Mexico: 16 teenagers shot dead in Ciudad Juárez

Armed violence has seriously deteriorated Ciudad Juárez's economy and has led to the exodus of thousands of its residents. Photo: Borderland Beat.

Armed men broke into a high school student party in Mexico's northern border city of Ciudad Juárez in the early hours of Sunday 31 January, killing 16 teenagers and young adults and wounding at least another 14. The gunmen drove up to the house in several cars and began shooting at people from outside the property before moving inside, and pursued some of the youngsters trying to escape.

Police have arrested a man suspected of taking part in the shooting who claims that the party was attacked because members of a rival gang were said to be in attendance. The parents of the victims, most aged between 15 and 20, said their children were not involved in criminal activity. In the past, gangs at the service of criminal organisations have attacked parties, reunions and funerals in Ciudad Juárez. In such cases, the majority of victims and perpetrators of gun violence are young males.

Ciudad Juárez, a city of 1.5 million people across the river from El Paso, Texas (US) is the scene of a vicious ongoing turf war between rival cartels. Two of Mexico's most powerful drug gangs have been battling for control of the city and the drug-smuggling route into the US. According to media reports, in 2009 more than 2,500 people were killed in drug-related homicides in Ciudad Juárez; about one third of the more than 7,000 people killed in drug-related violence in Mexico last year.

Although 9,000 soldiers and federal police were sent to Ciudad Juárez, the effort has done little to curb the violence and in some instances it has exacerbated the conflict.

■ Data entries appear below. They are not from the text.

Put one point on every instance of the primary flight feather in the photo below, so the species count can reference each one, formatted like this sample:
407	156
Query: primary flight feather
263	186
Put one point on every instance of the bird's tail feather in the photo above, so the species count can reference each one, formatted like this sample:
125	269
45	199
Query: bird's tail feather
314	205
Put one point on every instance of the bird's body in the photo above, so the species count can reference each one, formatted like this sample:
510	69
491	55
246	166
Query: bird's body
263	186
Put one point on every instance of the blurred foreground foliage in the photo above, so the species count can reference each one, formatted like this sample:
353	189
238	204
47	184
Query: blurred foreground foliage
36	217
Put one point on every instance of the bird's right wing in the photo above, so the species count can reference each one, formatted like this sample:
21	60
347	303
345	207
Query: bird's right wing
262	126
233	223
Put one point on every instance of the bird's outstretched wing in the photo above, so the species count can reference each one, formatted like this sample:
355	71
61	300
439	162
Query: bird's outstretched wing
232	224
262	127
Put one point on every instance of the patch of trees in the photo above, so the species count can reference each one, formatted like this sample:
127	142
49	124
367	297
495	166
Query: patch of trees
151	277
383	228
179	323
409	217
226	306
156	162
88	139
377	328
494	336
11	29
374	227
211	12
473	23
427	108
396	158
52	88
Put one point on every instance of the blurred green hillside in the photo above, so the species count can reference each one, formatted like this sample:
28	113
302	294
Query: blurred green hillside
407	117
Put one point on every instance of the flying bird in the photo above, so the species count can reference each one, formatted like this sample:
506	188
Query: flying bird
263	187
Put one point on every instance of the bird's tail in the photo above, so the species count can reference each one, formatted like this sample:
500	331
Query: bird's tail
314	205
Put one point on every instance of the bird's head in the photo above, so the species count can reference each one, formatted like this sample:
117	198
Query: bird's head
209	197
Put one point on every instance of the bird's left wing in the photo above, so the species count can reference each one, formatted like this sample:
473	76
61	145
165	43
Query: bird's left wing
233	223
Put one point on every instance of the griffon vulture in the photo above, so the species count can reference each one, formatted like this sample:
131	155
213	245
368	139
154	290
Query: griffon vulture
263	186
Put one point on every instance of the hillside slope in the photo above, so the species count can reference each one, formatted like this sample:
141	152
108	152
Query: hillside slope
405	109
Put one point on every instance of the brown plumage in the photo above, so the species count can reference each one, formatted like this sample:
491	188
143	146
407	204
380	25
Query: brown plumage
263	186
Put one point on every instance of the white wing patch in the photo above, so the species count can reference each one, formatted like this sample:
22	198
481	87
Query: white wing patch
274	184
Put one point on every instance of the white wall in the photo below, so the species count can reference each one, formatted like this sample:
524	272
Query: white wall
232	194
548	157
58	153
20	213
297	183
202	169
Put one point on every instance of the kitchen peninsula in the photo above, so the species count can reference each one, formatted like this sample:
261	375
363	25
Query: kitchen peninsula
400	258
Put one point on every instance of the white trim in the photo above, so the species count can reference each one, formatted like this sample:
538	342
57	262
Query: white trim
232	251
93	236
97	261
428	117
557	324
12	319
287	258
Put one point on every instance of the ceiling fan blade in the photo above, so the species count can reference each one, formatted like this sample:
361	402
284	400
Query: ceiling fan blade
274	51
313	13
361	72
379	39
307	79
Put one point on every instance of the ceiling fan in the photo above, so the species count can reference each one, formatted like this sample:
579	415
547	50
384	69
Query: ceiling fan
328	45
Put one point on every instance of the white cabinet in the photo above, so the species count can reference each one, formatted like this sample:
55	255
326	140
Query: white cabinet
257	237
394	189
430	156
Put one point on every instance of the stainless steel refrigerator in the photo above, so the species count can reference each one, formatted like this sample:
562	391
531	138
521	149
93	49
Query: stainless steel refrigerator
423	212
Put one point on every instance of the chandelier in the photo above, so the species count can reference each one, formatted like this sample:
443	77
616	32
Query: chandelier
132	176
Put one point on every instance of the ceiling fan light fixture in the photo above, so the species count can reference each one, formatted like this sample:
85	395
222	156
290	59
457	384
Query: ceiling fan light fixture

According to Amnesty International there are increasing reports of serious human rights violations, such as enforced disappearance, unlawful killings and arbitrary detention being committed by members of the Mexican military.

Mexican IANSA member Héctor Guerra said: “90% of the firearms recovered last year by Mexican authorities originated from US gun sellers. American weak gun laws make it too easy for gun traffickers to buy weapons in Texas or Arizona and smuggle them across the border. The US needs to reinstate the 1994 assault weapon ban and strengthen its regulation on guns dealers. Otherwise the steady flow of US guns to Mexico will continue and many of those weapons will end up in the hands of armed men like the ones who killed the teenagers in Ciudad Juárez.”